Every model must use a **loss function**, which defines how much error there is. The model will attempt to minimize the loss function and thus make better predictions. In this case, we use **crossentropy loss**, which calculates how much error there was in a prediction between categorical labels.

In [None]:
model = keras.Sequential()

# Our inputs will be strings
input_layer = keras.Input(shape=(1,), dtype='string')
model.add(input_layer)

# Add the vectorization layer
model.add(text_vectorizer)

# Add the hidden layers
model.add(hidden_layer1)

# Add the output layer
# Since we have 3 possible output classes, the layer should have three nodes
output_layer = keras.layers.Dense(3, activation='softmax')
model.add(output_layer)

# Compile the model
# We use `categorical_crossentropy` for tasks that have multiple categorical outputs
model.compile(loss='sparse_categorical_crossentropy', optimizer='adam', metrics=['accuracy'])

model.summary()

### Training
Now that we've built a model, the next step is training it. This may take some time, since training involves many large matrix operations.

In [None]:
history = model.fit(train_sentences, train_labels, epochs=7, verbose=True)

We can see that as our loss decreased, training accuracy increased. 

### Evaluation
Now, let's evaluate the model on our test data.

In [None]:
model.evaluate(test_sentences, test_labels)

Our test accuracy was somewhat lower than our training accuracy, but still far better than guessing at random. Building models where the test performance isn't significantly worse than the training performance is a key goal in machine learning.

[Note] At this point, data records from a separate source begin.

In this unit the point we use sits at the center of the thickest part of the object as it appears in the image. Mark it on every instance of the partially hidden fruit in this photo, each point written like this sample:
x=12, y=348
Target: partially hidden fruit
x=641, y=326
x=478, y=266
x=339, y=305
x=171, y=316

Finally, let's see our model in action. We can use our model to predict the sentiment of some Tweet we make up.

In [None]:
import numpy as np

def predict_sentiment(tweet):
    # Our predictions will be a 3-element vector, where each element is the probability of a given sentiment class
    predictions = model.predict([tweet])[0]
    
    # Take the argmax to find the most likely sentiment
    predicted_sentiment_index = np.argmax(predictions)
    
    # Turn the sentiment index into a label
    all_sentiments = ['neutral', 'positive', 'negative']
    predicted_sentiment = all_sentiments[predicted_sentiment_index]
    
    return predicted_sentiment
    

print(predict_sentiment("I loved the new Guardians of the Galaxy movie. It was so well-made and touching!"))
print(predict_sentiment("I hated that movie. Gunn is a talentless hack"))

## **Challenge Exercise 1**
Try modifying the model used here to improve performance. Experiment with using a larger vocabulary in the `TextVectorizer`, using a different number of hidden layers, or hidden layers with a different number of nodes.

In [None]:
# TODO: Build and train a modified model


## **Challenge Exercise 2**
Download [this dataset](https://www.kaggle.com/datasets/azimulh/tweets-data-for-authorship-attribution-modelling). Create and train a model for predicting the author of a tweet. This is a similar problem to sentiment analysis, except we have more than 3 possible labels.

In [None]:
# TODO: Build and train a model for authorship prediction


## **Conclusion**
In this lesson, we learned what it looks like to create, train, and evaluate a machine learning model in Python for language processing tasks. 
- Creating vector representations of text using `TextVectorizer`
- Building a model with hidden layers
- Training a model on a training dataset
- Evaluating a model with a testing dataset

Machine learning can be a powerful tool for language applications, and it can be applied to a huge range of tasks. Regardless of the task, the basic techniques shown here will be used over and over. 

At this point, you've completed all of the skills necessary to begin building usable language technology. Next, take a look at the projects!